During the past six years, the number of Aboriginal pharmacists has doubled. Scholarships are now being offered to both Aboriginal pharmacists and pharmacy assistants and there is information about the pharmacist role in newspapers and on television. Significant government funding has been allocated to expand the scheme to further areas.

“The Pharmacy Guild has put enormous effort in to this scheme. But it is vital. Pharmacy needs to find solutions to supply and distribution problems — or others will,” concluded Mr Emerson.


New models of drug distribution described

Per Troein, of IMS Health, UK, gave an overview of the different models of drug distribution world-wide. Overall trends in all countries are similar, but drug distribution models are changing, with drugs reaching patients through many different routes, not all of which involve traditional wholesalers or community pharmacies. Mr Troein said: “The reasons for this are mainly economic. Payers want to reduce their costs and entrepreneurs want to earn a greater margin.” Other factors include liberalisation of trade and patient convenience.

He identified three key trends of note in the dispensing process. The first is the increase in pharmacy chains. These can be anything from corporate chains with a single brand name throughout the country to buying groups or franchises, small local chains or supermarket pharmacies. In the UK, chains are well established, and they handle 21 per cent of the total dispensing volume, he said.

A second key trend is the increase in mail order, especially in the US, where the pharmaceutical benefit management system provides an incentive to the patient to use mail order. In Europe, he explained, mail order is available to a much more limited extent — mainly for lifestyle drugs, such as Viagra. However, it is taking off in Sweden and also in Germany. Mr Troein described one German mail order company, DocMorris, which has 0.5 per cent of the total German market.

He told congress participants that DocMorris patients do not use mail order because of the logistics of home delivery, nor do they order on the internet. With a turnover of €150m, DocMorris has 500,000 patients, of whom more than half are over 50 years old. Most live in urban areas, most have chronic diseases and what they like about DocMorris is the perceived added value in terms of information about their medicines, he said.

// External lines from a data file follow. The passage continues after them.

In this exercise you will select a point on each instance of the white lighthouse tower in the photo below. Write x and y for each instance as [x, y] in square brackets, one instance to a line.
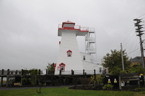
[69, 57]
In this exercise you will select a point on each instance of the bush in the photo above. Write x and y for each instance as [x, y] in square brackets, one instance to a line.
[24, 81]
[107, 86]
[123, 72]
[98, 80]
[137, 69]
[115, 71]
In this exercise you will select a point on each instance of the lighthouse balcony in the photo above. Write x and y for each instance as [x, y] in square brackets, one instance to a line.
[91, 30]
[80, 31]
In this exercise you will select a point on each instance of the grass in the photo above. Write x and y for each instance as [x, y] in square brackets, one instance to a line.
[66, 92]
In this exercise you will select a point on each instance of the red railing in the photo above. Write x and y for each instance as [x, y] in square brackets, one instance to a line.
[76, 27]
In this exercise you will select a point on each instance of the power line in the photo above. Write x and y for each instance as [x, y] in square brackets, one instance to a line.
[127, 35]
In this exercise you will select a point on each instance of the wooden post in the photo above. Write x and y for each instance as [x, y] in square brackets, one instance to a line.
[39, 72]
[46, 72]
[35, 77]
[138, 81]
[52, 79]
[21, 77]
[59, 72]
[95, 74]
[119, 82]
[72, 72]
[7, 83]
[2, 77]
[16, 72]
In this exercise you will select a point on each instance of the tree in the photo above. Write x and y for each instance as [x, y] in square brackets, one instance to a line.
[113, 61]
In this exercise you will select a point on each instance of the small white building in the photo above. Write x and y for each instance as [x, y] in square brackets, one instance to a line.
[69, 57]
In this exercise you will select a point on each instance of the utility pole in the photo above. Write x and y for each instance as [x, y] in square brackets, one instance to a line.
[140, 32]
[122, 58]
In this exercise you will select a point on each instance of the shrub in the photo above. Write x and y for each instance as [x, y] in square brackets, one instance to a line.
[115, 71]
[123, 72]
[98, 80]
[107, 86]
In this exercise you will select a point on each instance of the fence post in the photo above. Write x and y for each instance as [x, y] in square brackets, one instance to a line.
[2, 77]
[35, 76]
[83, 71]
[7, 84]
[60, 72]
[46, 71]
[119, 82]
[95, 74]
[21, 77]
[72, 72]
[16, 72]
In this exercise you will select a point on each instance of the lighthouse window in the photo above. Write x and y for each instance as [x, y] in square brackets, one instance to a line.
[84, 58]
[69, 53]
[68, 25]
[62, 68]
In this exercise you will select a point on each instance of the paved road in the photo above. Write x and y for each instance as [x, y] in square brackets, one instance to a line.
[15, 88]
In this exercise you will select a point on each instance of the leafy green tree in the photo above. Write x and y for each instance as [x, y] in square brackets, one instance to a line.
[50, 67]
[137, 69]
[114, 62]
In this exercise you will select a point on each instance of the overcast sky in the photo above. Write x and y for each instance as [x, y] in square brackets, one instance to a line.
[28, 28]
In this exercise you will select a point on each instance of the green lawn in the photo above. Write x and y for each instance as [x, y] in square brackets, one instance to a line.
[66, 92]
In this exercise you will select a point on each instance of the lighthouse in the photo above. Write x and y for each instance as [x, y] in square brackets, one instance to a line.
[69, 56]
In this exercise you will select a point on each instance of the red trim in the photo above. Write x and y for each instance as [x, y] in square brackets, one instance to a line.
[62, 64]
[80, 29]
[68, 54]
[68, 22]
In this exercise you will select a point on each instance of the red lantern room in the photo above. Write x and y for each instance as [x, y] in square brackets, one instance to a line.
[65, 26]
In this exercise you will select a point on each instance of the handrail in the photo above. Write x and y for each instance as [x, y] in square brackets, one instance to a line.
[76, 27]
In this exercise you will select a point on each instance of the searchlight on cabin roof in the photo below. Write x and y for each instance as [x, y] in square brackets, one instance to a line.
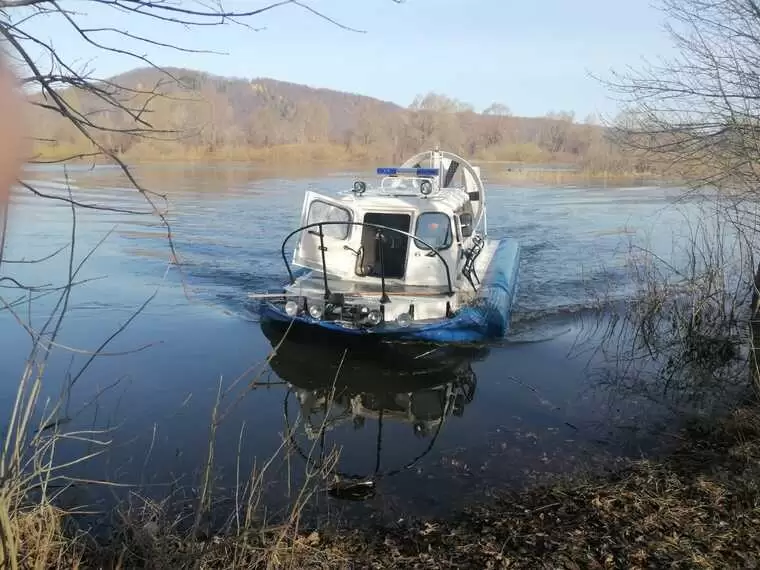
[421, 172]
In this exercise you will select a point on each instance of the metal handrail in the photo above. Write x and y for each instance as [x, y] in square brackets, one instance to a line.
[362, 224]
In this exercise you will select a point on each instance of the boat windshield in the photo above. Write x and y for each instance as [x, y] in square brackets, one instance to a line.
[401, 183]
[435, 229]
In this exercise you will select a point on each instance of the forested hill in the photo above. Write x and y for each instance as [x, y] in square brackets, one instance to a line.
[205, 114]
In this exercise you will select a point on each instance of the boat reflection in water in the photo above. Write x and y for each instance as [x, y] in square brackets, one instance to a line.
[337, 390]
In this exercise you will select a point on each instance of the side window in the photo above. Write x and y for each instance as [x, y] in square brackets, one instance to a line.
[435, 229]
[465, 220]
[320, 211]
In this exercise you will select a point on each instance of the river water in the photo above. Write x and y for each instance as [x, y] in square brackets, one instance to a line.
[432, 432]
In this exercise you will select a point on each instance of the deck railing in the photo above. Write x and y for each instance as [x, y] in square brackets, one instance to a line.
[380, 236]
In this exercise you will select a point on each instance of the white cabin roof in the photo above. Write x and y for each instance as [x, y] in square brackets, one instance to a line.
[450, 200]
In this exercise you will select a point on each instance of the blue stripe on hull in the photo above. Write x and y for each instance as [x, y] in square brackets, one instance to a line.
[486, 318]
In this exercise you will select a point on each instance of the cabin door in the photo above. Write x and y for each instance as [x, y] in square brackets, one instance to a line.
[339, 256]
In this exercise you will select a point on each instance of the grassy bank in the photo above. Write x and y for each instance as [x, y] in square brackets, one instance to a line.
[698, 508]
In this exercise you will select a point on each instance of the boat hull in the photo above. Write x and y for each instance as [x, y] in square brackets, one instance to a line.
[486, 318]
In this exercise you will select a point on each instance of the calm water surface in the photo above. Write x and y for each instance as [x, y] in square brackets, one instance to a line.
[434, 431]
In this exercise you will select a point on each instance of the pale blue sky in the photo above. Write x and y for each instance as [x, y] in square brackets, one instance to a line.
[534, 56]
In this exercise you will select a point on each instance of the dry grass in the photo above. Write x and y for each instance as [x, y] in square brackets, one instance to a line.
[699, 508]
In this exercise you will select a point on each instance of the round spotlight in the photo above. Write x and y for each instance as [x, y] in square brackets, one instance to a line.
[374, 318]
[404, 320]
[291, 308]
[315, 311]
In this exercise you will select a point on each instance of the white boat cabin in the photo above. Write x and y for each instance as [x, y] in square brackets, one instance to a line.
[417, 237]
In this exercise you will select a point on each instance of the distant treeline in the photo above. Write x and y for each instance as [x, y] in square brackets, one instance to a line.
[194, 115]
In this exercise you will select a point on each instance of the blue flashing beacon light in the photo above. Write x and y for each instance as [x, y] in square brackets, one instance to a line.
[421, 172]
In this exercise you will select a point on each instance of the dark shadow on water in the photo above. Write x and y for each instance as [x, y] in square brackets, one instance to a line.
[333, 385]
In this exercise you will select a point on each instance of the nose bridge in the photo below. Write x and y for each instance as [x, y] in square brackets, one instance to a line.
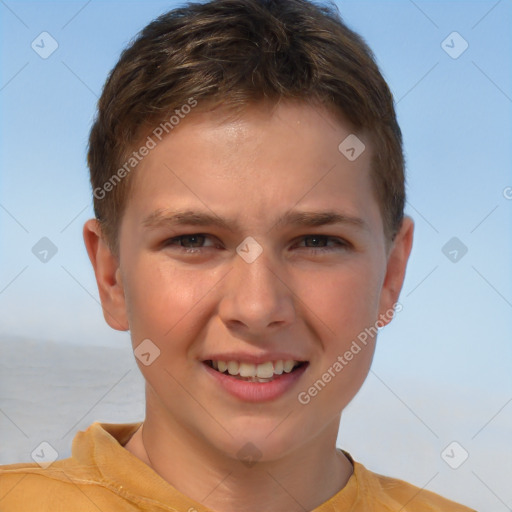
[254, 294]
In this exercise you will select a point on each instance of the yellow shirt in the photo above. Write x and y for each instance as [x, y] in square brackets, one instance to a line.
[103, 476]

He went on to discuss the third and most significant trend in the dispensing process, which is related to specialty products and the ways in which they are distributed. There is an increase in hospital outpatient dispensing in many countries, for example, in both the UK and Portugal, where the growth rate is 15 per cent per year. In Italy, a “direct to patient” service, by-passing both wholesalers and community pharmacies, operates for a limited number of drugs, all of which are expensive, he said. Targeted at outpatients, this service saves 50 per cent on drug costs. In the UK, the homecare service market, which is also in high-cost, low-volume products, is worth $500m. Of note in the Netherlands is the advent of specialist pharmacies offering home delivery of specialist medicines in which the manufacturer will make an agreement with one pharmacy to take care of a product and its delivery to the patient.

Mr Troein concluded by saying that there are many positive elements to these changes, including patient convenience and expert support. “Although few prescriptions are currently going through these new channels, the market is expanding, particularly for specialty drugs. Community pharmacists need to learn from these trends and be prepared to offer similar seamless services to the patient,” he said.